В обогревалке поднялся шум. Одни доказывали, что карьеры и разрезы защищены щитами и ветер не такой уж сильный, можно работать. Но большинство, особенно пожилые рабочие, располагались на отдых — пурга могла затянуться надолго. Бригадиры в шум не вмешивались, они ждали официального распоряжения.

— Неужели и ты боишься выходить? — спросила Зина.

— Как скажет Иван Кузьмич, — ответил Костылин уклончиво, стараясь не смотреть ей в лицо. — Я пойду, если другие пойдут, но сама понимаешь, Зина, какая работа в такую погоду!

— Мог бы показать другим пример, а не тащиться у всех в хвосте, — отрезала она и отошла.
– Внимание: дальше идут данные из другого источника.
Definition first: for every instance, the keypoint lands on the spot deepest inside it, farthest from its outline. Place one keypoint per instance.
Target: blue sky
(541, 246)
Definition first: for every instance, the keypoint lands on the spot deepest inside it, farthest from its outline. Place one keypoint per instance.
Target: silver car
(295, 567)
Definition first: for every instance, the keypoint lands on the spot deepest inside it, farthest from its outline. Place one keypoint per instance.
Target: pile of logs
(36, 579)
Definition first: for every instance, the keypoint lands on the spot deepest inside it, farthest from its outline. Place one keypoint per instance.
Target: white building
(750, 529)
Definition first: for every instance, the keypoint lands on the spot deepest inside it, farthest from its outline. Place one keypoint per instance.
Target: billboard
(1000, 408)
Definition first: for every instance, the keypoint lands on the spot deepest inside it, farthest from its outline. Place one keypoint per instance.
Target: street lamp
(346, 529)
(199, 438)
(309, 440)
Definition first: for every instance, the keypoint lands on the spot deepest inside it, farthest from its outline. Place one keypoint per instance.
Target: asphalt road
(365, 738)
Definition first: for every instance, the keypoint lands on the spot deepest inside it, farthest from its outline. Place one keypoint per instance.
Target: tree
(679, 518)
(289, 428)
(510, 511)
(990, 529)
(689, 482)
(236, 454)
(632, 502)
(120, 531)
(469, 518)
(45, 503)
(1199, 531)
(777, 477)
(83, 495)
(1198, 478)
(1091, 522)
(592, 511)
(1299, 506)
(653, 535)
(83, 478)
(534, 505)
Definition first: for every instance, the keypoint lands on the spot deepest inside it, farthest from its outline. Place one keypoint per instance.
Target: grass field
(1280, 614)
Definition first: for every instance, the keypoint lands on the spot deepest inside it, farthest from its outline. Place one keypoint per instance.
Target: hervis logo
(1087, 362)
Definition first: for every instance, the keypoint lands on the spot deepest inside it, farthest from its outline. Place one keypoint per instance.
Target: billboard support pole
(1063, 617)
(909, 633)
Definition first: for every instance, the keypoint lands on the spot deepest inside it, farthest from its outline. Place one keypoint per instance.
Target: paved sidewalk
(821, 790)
Ее торопливые шаги звучали еще обиднее, чем ее слова.

Он посмотрел на Накцева — тот дремал после сытного обеда, привалившись к столу.

— Твое мнение. Вася? Пойдем? — спросил Костылин, толкая приятеля.

— Можно пойти, если Иван Кузьмич пойдет, — ответил всегда на все готовый На киев.

Иван Кузьмич сидел в своем углу, сосредоточенный и молчаливый, и не вслушивался в разговоры. В час дня донесся заглушённый воем пурги удар о рельс — обеденный перерыв кончился. Никто не тронулся с места. В обогревалку вошел взволнованный Симонян и направился прямо в угол, где сидел Иван Кузьмич. За ним устремились бригадиры. Иван Кузьмич встал — он уважал энергичного, делового Симоняна.

— Товарищи! — сказал Симонян своим тонким, далеко слышным голосом. — Я только что говорил с нашим метеобюро. Пурга местного происхождения, это горный ветер, а не циклон, он кончится часа через два-три. Управление комбината формально разрешило нам прекратить работы. Я пришел к вам посоветоваться: может, выйдем?

— Кончится пурга — выйдем! — крикнул рабочий, предложивший спать.

Симонян переводил взгляд с одного лица на другое. Люди старались не встретиться с ним глазами. Снаружи все отчетливее и сильнее доносились свист и грохот усилившегося ветра.

— Как по-твоему, Иван Кузьмич? — спросил Симонян внезапно охрипшим голосом.

Иван Кузьмич, не отвечая, смотрел на пол. На третьем восточном участке, где он работал, сейчас бушевала пурга. Идти туда бессмысленно: участок весь открыт, там будет темно — летящий снег поглотит свет единственной лампочки. Но южный и западный участки — места основной работы — были хорошо освещены и надежно прикрыты щитами и временными строениями, там можно работать без всякой опасности для жизни.